The recent eviction from Two-Mile Hill, displacing twelve hundred residents of the Rabiagini settlement, is yet another stark example of Port Moresby's deepening housing crisis. This state-sanctioned removal, part of a pattern of evictions, does not solve the problem; it merely shifts it, forcing families into already strained settlements that are themselves slated for future demolition. This cycle underscores the profound housing insecurity plaguing our capital, intertwined with escalating violence and a failure of urban policy.
Port Moresby is witnessing an unprecedented surge in urban squatter settlements, a direct consequence of rapid rural-urban migration and a critical shortage of formal housing. Over half the city's population now resides in these informal communities, often established on state-owned land as people seek to recreate familiar village structures and reconnect with social networks. These are not simply shanties; they are communities where residents have, out of necessity, established their own services, including often illicit power and water connections. They are a testament to resilience in the face of systemic neglect.
However, these settlements are increasingly demonized, targeted by the National Capital District Governor and amplified by traditional and social media.
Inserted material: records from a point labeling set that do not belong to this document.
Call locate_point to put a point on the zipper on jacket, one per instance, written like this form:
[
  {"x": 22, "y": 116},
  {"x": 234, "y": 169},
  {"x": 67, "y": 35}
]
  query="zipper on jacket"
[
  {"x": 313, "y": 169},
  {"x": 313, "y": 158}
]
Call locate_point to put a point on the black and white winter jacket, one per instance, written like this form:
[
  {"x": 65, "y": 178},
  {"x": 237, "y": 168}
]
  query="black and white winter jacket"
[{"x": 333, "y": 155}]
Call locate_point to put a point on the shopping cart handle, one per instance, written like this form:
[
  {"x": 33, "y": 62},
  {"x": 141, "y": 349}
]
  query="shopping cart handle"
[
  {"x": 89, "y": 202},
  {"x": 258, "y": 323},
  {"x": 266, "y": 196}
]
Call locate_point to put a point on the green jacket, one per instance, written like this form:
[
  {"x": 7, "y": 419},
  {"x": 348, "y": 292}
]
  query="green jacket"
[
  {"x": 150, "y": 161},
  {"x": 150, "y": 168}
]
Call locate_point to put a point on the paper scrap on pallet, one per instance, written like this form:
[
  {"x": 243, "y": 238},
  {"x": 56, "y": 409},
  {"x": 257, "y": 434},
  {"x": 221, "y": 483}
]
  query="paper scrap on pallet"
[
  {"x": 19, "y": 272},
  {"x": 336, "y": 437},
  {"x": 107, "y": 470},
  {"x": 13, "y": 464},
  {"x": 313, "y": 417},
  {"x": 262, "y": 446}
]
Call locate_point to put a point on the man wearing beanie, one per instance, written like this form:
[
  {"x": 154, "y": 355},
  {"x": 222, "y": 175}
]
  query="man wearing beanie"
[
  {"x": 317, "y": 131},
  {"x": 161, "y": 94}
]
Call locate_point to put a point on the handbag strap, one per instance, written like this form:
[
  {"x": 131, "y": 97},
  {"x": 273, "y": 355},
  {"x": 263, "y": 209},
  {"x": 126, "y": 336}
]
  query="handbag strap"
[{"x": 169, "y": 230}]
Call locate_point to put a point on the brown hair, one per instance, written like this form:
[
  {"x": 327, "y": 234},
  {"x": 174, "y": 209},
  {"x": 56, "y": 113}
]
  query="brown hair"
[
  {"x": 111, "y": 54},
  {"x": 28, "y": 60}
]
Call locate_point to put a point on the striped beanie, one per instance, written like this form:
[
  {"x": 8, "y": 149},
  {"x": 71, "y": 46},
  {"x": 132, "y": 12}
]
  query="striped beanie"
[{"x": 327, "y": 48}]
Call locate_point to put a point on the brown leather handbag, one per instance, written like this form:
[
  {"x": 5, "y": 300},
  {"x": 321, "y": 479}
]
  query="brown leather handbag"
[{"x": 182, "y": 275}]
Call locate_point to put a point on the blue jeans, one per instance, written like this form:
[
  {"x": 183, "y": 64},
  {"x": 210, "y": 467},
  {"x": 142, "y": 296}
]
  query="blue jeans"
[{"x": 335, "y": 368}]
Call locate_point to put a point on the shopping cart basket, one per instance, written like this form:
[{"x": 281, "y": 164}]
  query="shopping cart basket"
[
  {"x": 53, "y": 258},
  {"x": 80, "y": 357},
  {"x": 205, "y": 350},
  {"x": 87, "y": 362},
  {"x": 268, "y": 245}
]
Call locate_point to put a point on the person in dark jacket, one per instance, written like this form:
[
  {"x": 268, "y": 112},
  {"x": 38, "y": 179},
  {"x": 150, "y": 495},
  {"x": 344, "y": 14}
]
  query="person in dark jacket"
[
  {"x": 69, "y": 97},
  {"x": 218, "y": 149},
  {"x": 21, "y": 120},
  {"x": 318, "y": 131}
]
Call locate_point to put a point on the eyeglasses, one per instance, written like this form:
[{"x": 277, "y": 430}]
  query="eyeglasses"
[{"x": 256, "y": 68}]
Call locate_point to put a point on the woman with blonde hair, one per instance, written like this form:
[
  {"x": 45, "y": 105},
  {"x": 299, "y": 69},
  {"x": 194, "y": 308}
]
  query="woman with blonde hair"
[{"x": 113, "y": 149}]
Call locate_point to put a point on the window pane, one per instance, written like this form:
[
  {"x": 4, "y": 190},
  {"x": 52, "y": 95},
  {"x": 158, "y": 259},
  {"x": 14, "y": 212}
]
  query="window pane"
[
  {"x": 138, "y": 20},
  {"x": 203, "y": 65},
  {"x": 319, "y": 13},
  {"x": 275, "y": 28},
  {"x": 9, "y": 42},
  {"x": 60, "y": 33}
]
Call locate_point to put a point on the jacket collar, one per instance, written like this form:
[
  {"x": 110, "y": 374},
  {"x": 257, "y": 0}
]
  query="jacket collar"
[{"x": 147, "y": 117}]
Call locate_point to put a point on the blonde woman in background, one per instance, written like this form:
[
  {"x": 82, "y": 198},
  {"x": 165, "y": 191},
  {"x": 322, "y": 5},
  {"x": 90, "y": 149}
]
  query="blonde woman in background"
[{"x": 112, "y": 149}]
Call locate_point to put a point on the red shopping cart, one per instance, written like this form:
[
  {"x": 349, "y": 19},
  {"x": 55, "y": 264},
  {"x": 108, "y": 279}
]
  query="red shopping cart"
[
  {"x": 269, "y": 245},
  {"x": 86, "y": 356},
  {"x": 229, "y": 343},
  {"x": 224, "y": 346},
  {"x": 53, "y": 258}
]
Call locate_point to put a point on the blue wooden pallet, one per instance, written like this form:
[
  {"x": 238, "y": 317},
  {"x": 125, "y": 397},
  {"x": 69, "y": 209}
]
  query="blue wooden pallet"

Settlements are stereotyped as crime havens, and their residents are unfairly branded as criminals. This rhetoric, often lacking solid data, fuels the marginalization of a population struggling with record unemployment. When a few entry-level jobs are advertised, thousands queue for hours, highlighting the desperation for income needed to access formal housing. The threat of violent eviction looms constantly, trapping residents in a precarious existence despite decades of community building within these settlements.